Bakara / 202. “İşte onlar için, kazandıklarından büyük bir nasip vardır. (Şüphesiz) Allah’ın hesabı çok süratlidir.”
Bakara suresindeki 200. ayette açıkça ortaya konan, dünyalık adına talepte ve gayrette bulunanlara bu taleplerinin ve gayretlerinin karşılığı olarak ahirette bir şey verilmeyeceğini açıklanmıştır.
- ve 202. Ayetlerde ise dünyada ve ahirette iyilik talep edenlere, bu yolda gayret edenlere de mutlaka karşılık olarak nimetler nasip edileceği haber verilmiştir.
Sad Suresi, 35. ayet: “Rabbim, beni bağışla ve benden sonra hiç kimseye nasip olmayan bir mülkü bana armağan et. Şüphesiz sen, karşılıksız armağan edensin.” Bu ayette de Allah’tan kulun nasip talebi vardır.

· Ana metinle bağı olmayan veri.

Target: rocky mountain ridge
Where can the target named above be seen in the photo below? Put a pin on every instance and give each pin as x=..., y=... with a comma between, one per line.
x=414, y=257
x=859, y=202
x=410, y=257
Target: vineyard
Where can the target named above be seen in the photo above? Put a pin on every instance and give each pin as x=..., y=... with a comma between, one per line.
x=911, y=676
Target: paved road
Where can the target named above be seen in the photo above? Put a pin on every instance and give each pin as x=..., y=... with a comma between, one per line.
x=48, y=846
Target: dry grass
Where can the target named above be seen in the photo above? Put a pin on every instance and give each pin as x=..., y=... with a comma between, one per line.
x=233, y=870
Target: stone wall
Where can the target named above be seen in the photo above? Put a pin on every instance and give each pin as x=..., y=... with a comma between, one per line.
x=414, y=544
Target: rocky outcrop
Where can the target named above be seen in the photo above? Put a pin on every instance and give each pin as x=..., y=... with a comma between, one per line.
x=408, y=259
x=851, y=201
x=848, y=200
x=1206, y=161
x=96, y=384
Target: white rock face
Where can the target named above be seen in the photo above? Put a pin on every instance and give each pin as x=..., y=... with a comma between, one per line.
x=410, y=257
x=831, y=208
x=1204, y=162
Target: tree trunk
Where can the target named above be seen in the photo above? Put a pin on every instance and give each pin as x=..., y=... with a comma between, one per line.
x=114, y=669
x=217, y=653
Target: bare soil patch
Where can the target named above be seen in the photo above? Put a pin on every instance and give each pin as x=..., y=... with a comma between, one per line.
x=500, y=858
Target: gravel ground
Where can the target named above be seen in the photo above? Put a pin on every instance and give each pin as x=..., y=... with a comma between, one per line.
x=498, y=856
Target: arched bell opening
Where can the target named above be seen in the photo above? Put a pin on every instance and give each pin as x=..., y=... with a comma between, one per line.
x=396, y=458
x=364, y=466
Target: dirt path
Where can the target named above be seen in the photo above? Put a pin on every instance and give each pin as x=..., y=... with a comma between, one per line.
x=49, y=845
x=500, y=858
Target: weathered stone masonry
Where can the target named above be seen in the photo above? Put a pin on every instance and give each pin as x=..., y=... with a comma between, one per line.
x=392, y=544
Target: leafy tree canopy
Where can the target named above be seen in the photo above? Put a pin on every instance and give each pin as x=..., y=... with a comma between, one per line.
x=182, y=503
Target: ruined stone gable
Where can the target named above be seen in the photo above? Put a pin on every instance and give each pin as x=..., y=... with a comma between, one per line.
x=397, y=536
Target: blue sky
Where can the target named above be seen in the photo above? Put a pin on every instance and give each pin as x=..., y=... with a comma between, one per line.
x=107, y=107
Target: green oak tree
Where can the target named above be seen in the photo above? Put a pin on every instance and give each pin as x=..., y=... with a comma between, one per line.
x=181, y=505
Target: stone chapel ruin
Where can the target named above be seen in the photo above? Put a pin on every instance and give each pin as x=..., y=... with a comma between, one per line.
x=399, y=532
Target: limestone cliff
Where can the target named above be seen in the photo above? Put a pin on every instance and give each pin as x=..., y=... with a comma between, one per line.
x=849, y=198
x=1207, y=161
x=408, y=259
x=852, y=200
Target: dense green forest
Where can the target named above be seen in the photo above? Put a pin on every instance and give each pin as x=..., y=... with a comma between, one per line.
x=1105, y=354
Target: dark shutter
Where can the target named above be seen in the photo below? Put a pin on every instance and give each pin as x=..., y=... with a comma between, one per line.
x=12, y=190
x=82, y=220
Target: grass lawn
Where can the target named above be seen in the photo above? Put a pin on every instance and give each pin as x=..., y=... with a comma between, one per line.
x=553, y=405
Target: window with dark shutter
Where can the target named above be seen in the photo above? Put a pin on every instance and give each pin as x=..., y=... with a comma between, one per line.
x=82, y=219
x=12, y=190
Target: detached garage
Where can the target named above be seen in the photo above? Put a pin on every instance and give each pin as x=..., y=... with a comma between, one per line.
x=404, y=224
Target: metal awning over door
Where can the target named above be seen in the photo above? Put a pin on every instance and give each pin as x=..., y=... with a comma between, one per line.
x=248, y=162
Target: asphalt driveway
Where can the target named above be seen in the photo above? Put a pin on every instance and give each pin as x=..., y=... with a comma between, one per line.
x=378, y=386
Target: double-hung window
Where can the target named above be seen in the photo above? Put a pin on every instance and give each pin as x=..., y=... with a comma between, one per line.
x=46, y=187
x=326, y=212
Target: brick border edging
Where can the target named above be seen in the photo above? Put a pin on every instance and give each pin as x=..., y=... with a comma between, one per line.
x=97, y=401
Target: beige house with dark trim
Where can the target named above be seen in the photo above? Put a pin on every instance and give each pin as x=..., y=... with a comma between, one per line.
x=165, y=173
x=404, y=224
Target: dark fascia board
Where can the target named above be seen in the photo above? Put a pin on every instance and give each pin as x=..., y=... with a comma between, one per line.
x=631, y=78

Şura Suresi, 20. ayet: “Kim ahiret ekinini isterse, biz ona kendi ekininde artırmalar yaparız. Kim dünya ekinini isterse, ona da ondan veririz; ancak onun ahirette bir nasibi yoktur.”
Bu ayette açıkça beyan edilmiştir ki dünyalık talep edene dünyalık nasip edileceği, ahretlik talep edene de ahretlik nasip edileceği bildirilmiştir.
Rahmetli Celal Mısır Hocamız, nasip meselesini hep gündem ederdi. Nasibin Allah’ın kuluna bir ikramı olduğunu ancak nasip elde etmek için de kişinin mutlaka bir çaba ortaya koymasını dile getirirdi.
Nasip konusunda şu sözü serlevha bir sözdür:
“Nasip iki türlüdür. Birincisi nasip kapısını bulamamaktır. İkincisi de nasip kapısını bulup nasipsiz kalmaktır. Nasip kapısını bulamayanların bir yere kadar belki mazeretleri kabul edilebilir. Ancak nasip kapısında nasipsiz kalmak çok tehlikelidir. Kişi sorumlu tutulur. Kapıyı buldun, sofraya oturdun, yemeden kalkarsan işte o nasip kapısında nasipsizliktir. Yemeği ağzına koyacak değiller ya! Lokmaya uzanmak, alıp çiğnemek için burada senin çaban gerekir.”
Kişiye niyeti ve gayreti kadar nasip verileceğini öğrendikten sonra nasip kapısını aramak ve nasip kapısından nasiplenmek için gayet etmek gerekir vesselam.